Pacific Trader: Does Premium Brands warrant its premium share price?

Credit: Oberto Sausage Co. via Twitter

Oberto is one of many specialty food brands under the Premium umbrella

After suffering a spell of indigestion in 2020, the stock seems to have recovered

The stock: Richmond-based Premium Brands Holdings Corp. (TSX:PBH) proves that the consumer staples sector doesn’t have to be dull and defensive. The company is an acquisitor and consolidator, doing for the specialty food processing industry what CGI does for B2B software or Stantec for engineering and architecture. In 2019, PBH attracted a $200-million private placement from the Canada Pension Plan Investment Board, which, notwithstanding one former executive’s propensity to jump vaccine queues, is recognized worldwide as a canny investor.

The drivers: Something about 2020 stuck in investors throats, however, making them question PBHs premium valuation. The meat packing industry was a hotbed of COVID-19 outbreaks, and Premium Brands wasnt immune. Then last fall, the firm announced its largest ever takeover, worth $1 billion including assumed debt, in the volatile seafood sector. It would buy Maritime fish packing company Clearwater Seafoods in a joint venture with a coalition of Mi‘kmaq First Nations. To the markets, it was all a little new and scary.

The release of fourth-quarter and full-year financials last week offered reassurance. Despite the pandemic-related loss of airline, cruise ship and foodservice business and extra costs related to personal protective equipment, hygiene measures and worker bonuses, PBH notched 10-percent higher sales in 2020 than in 2019. Management further signalled its confidence by hiking the dividend 15 percent.

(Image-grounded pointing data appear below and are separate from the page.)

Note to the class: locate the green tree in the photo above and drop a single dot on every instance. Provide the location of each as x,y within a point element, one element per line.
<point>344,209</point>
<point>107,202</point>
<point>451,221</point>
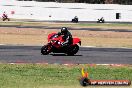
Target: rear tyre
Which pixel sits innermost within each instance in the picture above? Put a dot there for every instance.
(46, 49)
(73, 50)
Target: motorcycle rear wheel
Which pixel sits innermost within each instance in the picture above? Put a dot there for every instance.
(73, 50)
(46, 49)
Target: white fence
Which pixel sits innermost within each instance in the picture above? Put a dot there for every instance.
(52, 11)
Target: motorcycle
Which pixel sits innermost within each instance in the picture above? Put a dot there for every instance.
(54, 45)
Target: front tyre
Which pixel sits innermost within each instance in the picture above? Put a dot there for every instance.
(46, 49)
(73, 50)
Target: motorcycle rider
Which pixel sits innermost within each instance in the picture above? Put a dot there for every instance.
(66, 36)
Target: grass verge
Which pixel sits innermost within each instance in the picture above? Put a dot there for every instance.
(56, 76)
(78, 25)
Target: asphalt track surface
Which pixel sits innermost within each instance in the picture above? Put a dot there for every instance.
(50, 28)
(31, 54)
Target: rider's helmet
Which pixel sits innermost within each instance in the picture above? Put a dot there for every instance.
(64, 30)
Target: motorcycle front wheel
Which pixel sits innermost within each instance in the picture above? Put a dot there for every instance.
(46, 49)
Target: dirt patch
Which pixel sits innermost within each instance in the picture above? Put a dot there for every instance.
(32, 36)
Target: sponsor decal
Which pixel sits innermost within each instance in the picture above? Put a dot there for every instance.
(85, 81)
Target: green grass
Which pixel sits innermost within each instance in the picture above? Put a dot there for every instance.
(40, 75)
(65, 24)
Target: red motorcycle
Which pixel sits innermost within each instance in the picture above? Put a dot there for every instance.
(54, 45)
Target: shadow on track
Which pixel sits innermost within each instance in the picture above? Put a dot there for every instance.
(64, 55)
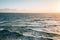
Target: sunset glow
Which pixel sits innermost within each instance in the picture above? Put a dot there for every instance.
(30, 6)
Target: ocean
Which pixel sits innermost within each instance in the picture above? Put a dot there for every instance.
(29, 26)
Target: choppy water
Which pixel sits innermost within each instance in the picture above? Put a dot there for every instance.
(30, 26)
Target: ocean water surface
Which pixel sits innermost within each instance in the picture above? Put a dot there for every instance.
(29, 26)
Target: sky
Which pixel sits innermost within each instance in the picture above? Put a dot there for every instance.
(30, 6)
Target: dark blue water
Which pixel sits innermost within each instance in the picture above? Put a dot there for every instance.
(31, 26)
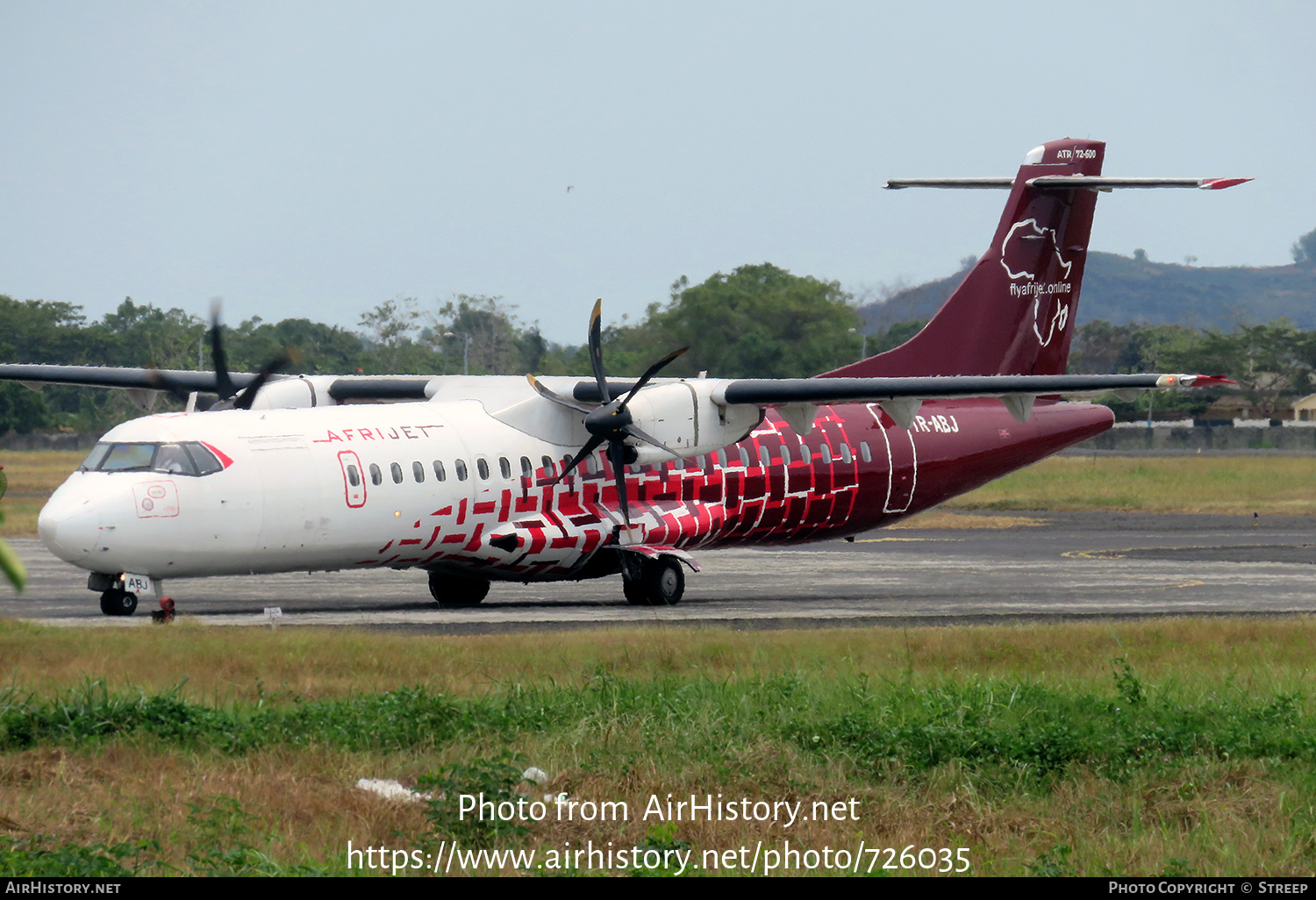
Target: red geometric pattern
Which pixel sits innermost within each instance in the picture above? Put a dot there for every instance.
(745, 494)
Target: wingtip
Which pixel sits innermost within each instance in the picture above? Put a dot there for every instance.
(1221, 183)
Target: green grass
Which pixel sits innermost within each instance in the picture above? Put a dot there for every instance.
(1158, 747)
(1184, 484)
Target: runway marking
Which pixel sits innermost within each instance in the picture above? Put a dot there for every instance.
(881, 539)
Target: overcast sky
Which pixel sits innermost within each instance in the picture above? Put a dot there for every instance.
(315, 160)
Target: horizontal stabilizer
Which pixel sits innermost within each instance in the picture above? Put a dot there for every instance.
(819, 391)
(1068, 183)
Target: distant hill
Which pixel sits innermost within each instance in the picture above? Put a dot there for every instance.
(1121, 289)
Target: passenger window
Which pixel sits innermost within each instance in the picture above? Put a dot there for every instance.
(173, 458)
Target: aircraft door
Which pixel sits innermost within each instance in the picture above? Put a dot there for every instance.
(353, 479)
(902, 462)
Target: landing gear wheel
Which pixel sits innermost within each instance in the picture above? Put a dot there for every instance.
(661, 583)
(118, 603)
(457, 591)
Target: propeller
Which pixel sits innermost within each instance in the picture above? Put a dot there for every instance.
(228, 392)
(611, 421)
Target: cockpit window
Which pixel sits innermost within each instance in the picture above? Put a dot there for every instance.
(189, 458)
(204, 460)
(126, 457)
(97, 454)
(173, 458)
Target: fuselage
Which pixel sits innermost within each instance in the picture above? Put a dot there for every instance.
(455, 483)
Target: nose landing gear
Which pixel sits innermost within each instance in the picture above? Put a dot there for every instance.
(116, 602)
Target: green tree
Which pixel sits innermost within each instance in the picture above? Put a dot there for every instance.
(758, 321)
(1305, 249)
(1271, 363)
(497, 344)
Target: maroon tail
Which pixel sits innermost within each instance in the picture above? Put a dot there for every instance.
(1013, 313)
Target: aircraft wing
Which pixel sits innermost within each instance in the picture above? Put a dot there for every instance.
(342, 389)
(147, 379)
(902, 396)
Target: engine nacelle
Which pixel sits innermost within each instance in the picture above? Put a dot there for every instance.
(297, 392)
(683, 416)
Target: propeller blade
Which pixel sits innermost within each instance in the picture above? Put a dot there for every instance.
(247, 396)
(653, 370)
(162, 382)
(584, 452)
(597, 350)
(618, 457)
(223, 383)
(633, 431)
(557, 397)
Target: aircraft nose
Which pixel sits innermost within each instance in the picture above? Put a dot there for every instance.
(70, 529)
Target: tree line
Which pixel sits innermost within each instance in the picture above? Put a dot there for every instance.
(755, 321)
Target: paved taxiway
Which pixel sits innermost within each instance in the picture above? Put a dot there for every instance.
(1076, 566)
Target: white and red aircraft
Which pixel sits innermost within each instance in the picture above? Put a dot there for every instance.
(515, 479)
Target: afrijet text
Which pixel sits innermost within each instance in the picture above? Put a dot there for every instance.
(1029, 289)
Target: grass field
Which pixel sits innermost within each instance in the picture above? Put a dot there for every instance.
(1163, 747)
(1170, 747)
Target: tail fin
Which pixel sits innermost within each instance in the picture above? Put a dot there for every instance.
(1013, 313)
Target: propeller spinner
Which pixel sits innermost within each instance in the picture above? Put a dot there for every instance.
(608, 423)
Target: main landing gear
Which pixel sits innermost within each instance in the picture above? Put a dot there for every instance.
(653, 582)
(452, 591)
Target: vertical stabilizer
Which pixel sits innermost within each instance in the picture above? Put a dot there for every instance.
(1013, 313)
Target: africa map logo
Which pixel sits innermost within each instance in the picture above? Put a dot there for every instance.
(1023, 254)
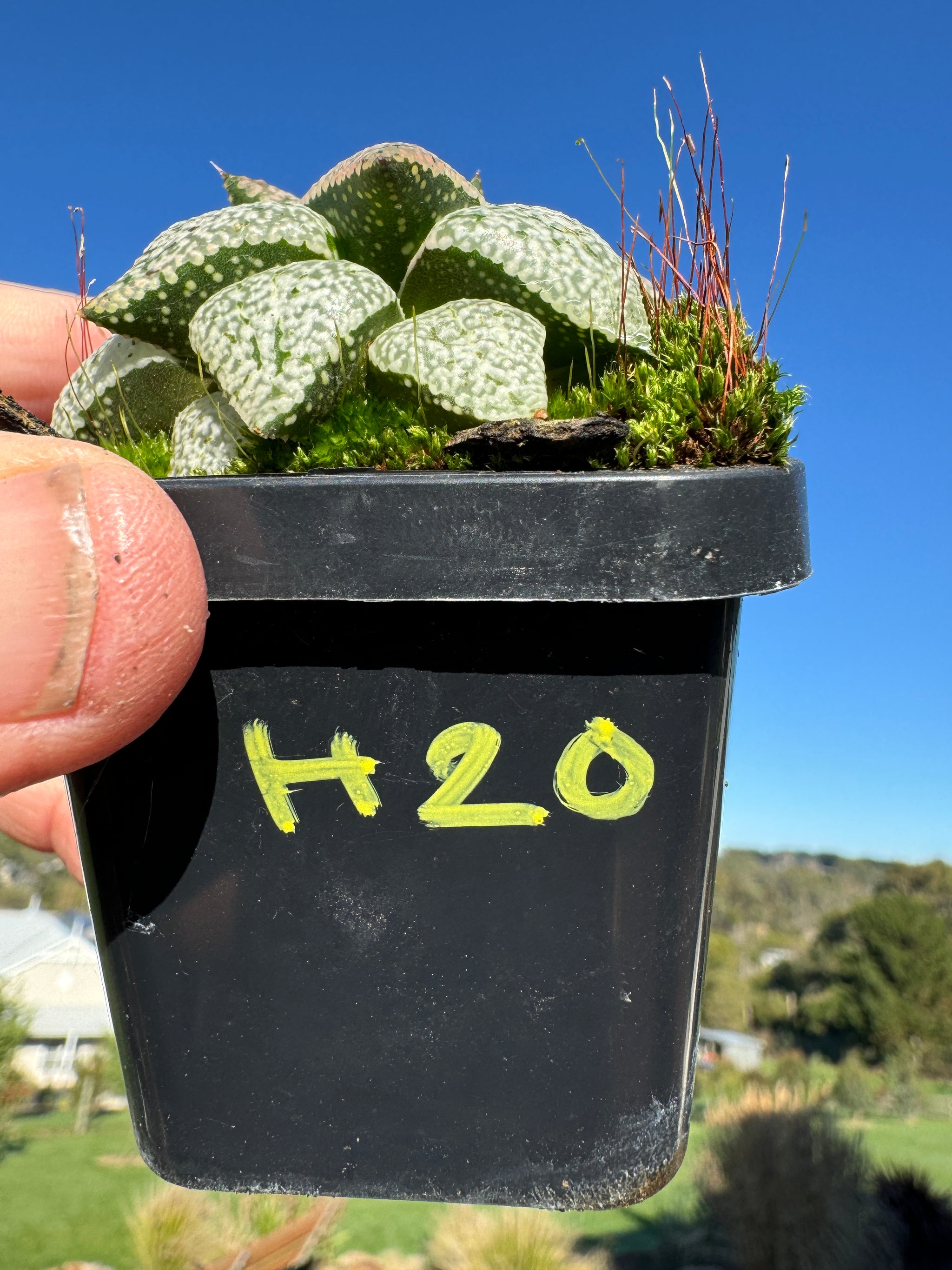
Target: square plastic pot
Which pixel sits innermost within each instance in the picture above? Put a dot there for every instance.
(407, 896)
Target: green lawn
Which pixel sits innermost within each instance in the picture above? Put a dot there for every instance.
(58, 1202)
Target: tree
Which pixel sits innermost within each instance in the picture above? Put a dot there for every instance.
(727, 997)
(880, 975)
(931, 883)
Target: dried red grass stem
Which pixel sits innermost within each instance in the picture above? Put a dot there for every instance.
(86, 342)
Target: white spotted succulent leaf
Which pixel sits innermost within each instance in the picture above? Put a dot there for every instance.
(125, 390)
(471, 360)
(541, 261)
(207, 437)
(249, 190)
(385, 200)
(284, 345)
(193, 259)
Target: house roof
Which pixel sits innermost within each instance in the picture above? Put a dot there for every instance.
(724, 1037)
(28, 932)
(58, 1023)
(30, 935)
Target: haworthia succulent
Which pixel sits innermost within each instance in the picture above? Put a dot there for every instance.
(207, 437)
(537, 259)
(193, 259)
(384, 201)
(127, 388)
(249, 190)
(276, 341)
(473, 360)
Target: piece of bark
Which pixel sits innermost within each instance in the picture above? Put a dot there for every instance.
(17, 418)
(562, 445)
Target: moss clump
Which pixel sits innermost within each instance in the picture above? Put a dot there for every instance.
(676, 406)
(361, 432)
(152, 454)
(682, 408)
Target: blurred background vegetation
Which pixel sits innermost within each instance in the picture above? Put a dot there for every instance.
(836, 1151)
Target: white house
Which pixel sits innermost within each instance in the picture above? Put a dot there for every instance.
(740, 1050)
(53, 971)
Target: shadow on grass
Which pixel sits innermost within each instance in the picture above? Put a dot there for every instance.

After months of being rangebound around $100, the share price has resumed its more familiar upward march.

Word on the street: “As the company returns to its pipeline of acquisitions, we could see further transactions leading up to the realization of 2023 goals of $6 billion in revenue and $600 million of adjusted EBITDA [earnings before interest, taxes, depreciation and amortization],” wrote Neil Linsdell, head of research for iA Capital Markets, in a note to clients.

Coming and going: The S&P/TSX Composite index is getting more of a West Coast flavour with the addition of Canaccord Genuity Group (CF), Endeavour Silver Corp. (EDR), Lithium Americas Corp. (LAC), NexGen Energy (NXE), Village Farms International (VFF) and Westport Fuel Systems (WPRT)—among 13 stocks to be added the week of March 22. (Another addition is Vancouver-founded Turquoise Hill Resources, now headquartered in Montreal.) Vancouver-based Lundin Gold (LUG) is being dropped from the index. Stocks added to the S&P/TSX Composite tend to receive a bump in value as index funds buy the stocks to add to their portfolios.